Thought I'd run up a quick mitre sled to replace my last one which was getting a bit knackered. An hour to prepare parts, another hour to assemble. All stock from the scrap box. As I'd no 18mm ply left had to use solid soft wood (other than the conti board) with mahogany rails so I imagine stability won't be it's best feature. Test cuts indicate that it 110% accurate, so I'm happy.





Rgds

Noel


----------



## PowerTool (22 Oct 2005)

Looks good - does this mean more projects to come,to get plenty of use out of it ?

Andrew


----------



## Philly (22 Oct 2005)

Nice one Noel-a pukka job!
Philly


----------



## Anonymous (22 Oct 2005)

That is one serious sled (jig?) Noel. very nice indeed :wink:


----------



## Chris Knight (22 Oct 2005)

Noel,
Looks super - very posh! Only question in my mind is whether it would be better to have some sandpaper glued to the mitre block to help stop any movement of the workpiece while cutting.


----------



## Adam (22 Oct 2005)

Looks very well made - like it should last for a very long time!

Adam


----------



## Noel (22 Oct 2005)

Thanks all for your kind comments.
Chris - sandpaper has been cut and waiting to go on. When I took the picture the finish was still a bit tacky.

Thanks

Noel


----------



## frank (22 Oct 2005)

thats posh that is noel do make sure all the wood is clean before putting it on that sled :lol: :lol: :lol: 

frank


----------



## Alf (23 Oct 2005)

Look ma! Guards in place for clarity!  Terribly smart, Noel. I can see that one looking down its guide rails at my jigs. And probably the furniture too... :lol: 

Cheers, Alf


----------



## Waka (23 Oct 2005)

Now that I do like, makes my jigs look so amaturish, has it been used in anger yet?


----------



## Newbie_Neil (23 Oct 2005)

Hi Noel

That looks excellent.

Where do you get your perspex?

Cheers
Neil


----------



## Gill (23 Oct 2005)

Hi Noel

That looks very professional 8) .

Gill


----------



## Noel (25 Oct 2005)

Newbie_Neil":1skbnej5 said:


> Where do you get your perspex?



Hi Neil, I just pick up off cuts anytime I'm near a sign maker type of place. Most of them don't mind or a few quid soon sorts things out. Thought I'd take the time to polish the edges this time, far better than the white glazed edge you get from the saw blade.
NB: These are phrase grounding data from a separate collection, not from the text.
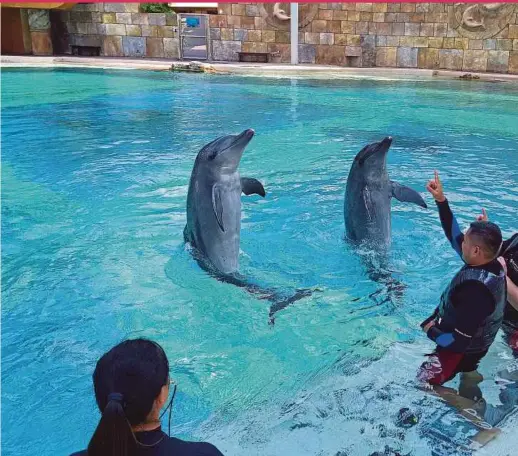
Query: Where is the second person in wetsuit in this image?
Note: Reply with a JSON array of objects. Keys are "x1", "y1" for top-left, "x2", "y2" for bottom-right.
[{"x1": 477, "y1": 209, "x2": 518, "y2": 380}]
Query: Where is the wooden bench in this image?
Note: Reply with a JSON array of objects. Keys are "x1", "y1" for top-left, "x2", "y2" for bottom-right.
[{"x1": 237, "y1": 52, "x2": 270, "y2": 63}]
Again, thanks for all your kind comments.

Rgds

Noel


----------



## martyn2 (25 Oct 2005)

that looks good noel nicely made 

martyn


----------



## devonwoody (27 Oct 2005)

Noel, looked at your sled and thought I will have to get round to making one for my saw, what depth of cut is practical when using such a sled?
Has previously mentioned by myself my blade and slots on my scheppach are not parallel but I am assuming I can compensate when fitting the runners to a sled?
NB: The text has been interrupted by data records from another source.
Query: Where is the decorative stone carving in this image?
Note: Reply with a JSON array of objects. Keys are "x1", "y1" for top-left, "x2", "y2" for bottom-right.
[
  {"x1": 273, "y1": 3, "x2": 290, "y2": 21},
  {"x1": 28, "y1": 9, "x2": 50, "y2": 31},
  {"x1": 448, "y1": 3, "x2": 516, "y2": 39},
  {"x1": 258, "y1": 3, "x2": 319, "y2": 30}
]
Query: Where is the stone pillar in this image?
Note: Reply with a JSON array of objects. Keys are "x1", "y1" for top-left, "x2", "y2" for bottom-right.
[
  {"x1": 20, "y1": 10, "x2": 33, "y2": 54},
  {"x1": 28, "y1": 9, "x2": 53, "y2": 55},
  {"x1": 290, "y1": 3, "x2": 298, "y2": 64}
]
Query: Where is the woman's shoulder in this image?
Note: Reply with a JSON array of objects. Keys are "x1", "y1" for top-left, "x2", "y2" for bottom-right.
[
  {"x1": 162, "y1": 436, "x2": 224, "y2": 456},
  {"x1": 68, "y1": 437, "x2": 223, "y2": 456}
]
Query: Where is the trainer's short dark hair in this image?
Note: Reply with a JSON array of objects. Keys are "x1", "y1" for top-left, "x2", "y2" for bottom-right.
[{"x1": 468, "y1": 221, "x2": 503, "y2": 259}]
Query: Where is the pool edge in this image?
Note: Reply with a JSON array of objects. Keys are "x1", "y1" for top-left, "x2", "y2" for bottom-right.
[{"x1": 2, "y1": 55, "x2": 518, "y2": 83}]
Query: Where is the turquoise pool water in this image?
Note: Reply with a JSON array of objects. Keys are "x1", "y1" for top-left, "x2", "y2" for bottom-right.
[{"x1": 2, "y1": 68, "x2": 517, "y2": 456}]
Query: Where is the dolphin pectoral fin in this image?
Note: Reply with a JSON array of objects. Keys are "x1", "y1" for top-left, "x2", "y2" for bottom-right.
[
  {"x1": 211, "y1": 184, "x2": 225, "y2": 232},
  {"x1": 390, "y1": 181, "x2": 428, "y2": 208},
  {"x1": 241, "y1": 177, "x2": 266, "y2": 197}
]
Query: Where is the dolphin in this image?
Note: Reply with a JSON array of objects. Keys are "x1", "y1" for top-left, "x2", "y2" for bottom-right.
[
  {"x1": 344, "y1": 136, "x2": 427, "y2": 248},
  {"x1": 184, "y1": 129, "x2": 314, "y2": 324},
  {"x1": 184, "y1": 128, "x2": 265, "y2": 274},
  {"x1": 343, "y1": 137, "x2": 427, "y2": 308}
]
Otherwise I have a superb sliding carriage and I possibley could cut my mitres (wide) on it flat face rather than upright on a sled, what do you think?


----------



## Philly (27 Oct 2005)

DW
DOn't think that will work-the slots must be parallel for the jig to work. You'll never get a true cut.
Max depth of cut with a sled is the max of the saw minus the thickness of the bed of the sled.
With your fancy sliding table you are better off making a jig to fit on that.
Cheers
Philly


----------



## Noel (27 Oct 2005)

Dev, as it happens Philly is talking sense.....
If your mitre slots are not parallel (and frankly if the slots are out on a supposedly decent TS I wouldn't have it in the place..) any 2 rail sled is going to come to a standstill or even break halfway through a cut.
If you really want to use a sled you could get away with a single rail type.
As you've a sliding table it may make sense to rig up a jig on it in conjunction with a zero clearance throat plate and a decent 60 or 80 T blade.
I've always reckoned that timber carried through the blade will always have better results than anything pushed along the table. using a mitre gauge (no matter how good the gauge is).

Noel


----------